Vanity Fair By William Makepeace Thackeray Chapters 47-50

Finally, the procession being formed in the order described by the American diplomatist, they marched into the apartment where the banquet was served, and which, as I have promised the reader he shall enjoy it, he shall have the liberty of ordering himself so as to suit his fancy.

But it was when the ladies were alone that Becky knew the tug of war would come. And then indeed the little woman found herself in such a situation as made her acknowledge the correctness of Lord Steyne's caution to her to beware of the society of ladies above her own sphere. As they say, the persons who hate Irishmen most are Irishmen; so, assuredly, the greatest tyrants over women are women. When poor little Becky, alone with the ladies, went up to the fire- place whither the great ladies had repaired, the great ladies marched away and took possession of a table of drawings. When Becky followed them to the table of drawings, they dropped off one by one to the fire again. She tried to speak to one of the children (of whom she was commonly fond in public places), but Master George Gaunt was called away by his mamma; and the stranger was treated with such cruelty finally, that even Lady Steyne herself pitied her and went up to speak to the friendless little woman.

"Lord Steyne," said her Ladyship, as her wan cheeks glowed with a blush, "says you sing and play very beautifully, Mrs. Crawley — I wish you would do me the kindness to sing to me."

"I will do anything that may give pleasure to my Lord Steyne or to you," said Rebecca, sincerely grateful, and seating herself at the piano, began to sing.

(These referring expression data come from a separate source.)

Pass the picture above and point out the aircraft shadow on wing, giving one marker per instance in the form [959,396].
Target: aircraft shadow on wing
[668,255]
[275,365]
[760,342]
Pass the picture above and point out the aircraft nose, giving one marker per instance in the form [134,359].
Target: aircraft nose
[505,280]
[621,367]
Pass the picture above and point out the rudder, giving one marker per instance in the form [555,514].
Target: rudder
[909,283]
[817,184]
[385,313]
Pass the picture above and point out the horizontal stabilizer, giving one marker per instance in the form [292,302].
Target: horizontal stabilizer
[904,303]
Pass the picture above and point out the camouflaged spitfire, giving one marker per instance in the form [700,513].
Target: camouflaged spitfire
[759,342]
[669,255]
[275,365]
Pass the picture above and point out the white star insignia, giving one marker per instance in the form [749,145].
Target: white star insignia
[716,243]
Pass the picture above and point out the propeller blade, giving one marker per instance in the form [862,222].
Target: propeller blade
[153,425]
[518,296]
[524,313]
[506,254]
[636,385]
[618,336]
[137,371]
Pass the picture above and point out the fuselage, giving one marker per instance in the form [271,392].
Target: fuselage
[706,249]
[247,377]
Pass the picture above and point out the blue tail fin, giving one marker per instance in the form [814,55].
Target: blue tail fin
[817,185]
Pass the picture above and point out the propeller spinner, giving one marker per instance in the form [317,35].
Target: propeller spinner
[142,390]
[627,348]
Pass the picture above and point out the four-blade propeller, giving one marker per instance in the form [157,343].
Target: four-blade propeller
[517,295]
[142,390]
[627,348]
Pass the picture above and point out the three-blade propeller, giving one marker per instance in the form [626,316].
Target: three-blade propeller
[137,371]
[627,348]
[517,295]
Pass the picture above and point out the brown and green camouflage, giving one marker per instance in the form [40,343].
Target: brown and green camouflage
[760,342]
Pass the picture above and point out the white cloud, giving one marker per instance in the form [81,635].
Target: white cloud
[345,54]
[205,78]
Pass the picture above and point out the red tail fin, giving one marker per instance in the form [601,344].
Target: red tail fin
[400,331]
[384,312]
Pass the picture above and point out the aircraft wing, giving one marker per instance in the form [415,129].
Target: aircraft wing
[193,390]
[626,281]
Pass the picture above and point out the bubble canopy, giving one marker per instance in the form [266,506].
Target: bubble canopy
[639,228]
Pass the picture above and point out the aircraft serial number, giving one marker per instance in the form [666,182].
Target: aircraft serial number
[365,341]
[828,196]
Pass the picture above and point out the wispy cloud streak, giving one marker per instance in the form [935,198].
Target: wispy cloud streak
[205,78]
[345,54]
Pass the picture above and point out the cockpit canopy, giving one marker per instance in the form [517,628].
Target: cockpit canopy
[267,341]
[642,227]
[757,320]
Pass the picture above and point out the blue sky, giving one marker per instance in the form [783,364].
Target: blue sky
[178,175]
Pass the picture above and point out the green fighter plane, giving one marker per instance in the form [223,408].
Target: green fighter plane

She sang religious songs of Mozart, which had been early favourites of Lady Steyne, and with such sweetness and tenderness that the lady, lingering round the piano, sat down by its side and listened until the tears rolled down her eyes. It is true that the opposition ladies at the other end of the room kept up a loud and ceaseless buzzing and talking, but the Lady Steyne did not hear those rumours. She was a child again — and had wandered back through a forty years' wilderness to her convent garden. The chapel organ had pealed the same tones, the organist, the sister whom she loved best of the community, had taught them to her in those early happy days. She was a girl once more, and the brief period of her happiness bloomed out again for an hour — she started when the jarring doors were flung open, and with a loud laugh from Lord Steyne, the men of the party entered full of gaiety.

He saw at a glance what had happened in his absence, and was grateful to his wife for once. He went and spoke to her, and called her by her Christian name, so as again to bring blushes to her pale face — "My wife says you have been singing like an angel," he said to Becky. Now there are angels of two kinds, and both sorts, it is said, are charming in their way.

Whatever the previous portion of the evening had been, the rest of that night was a great triumph for Becky. She sang her very best, and it was so good that every one of the men came and crowded round the piano. The women, her enemies, were left quite alone. And Mr. Paul Jefferson Jones thought he had made a conquest of Lady Gaunt by going up to her Ladyship and praising her delightful friend's first- rate singing.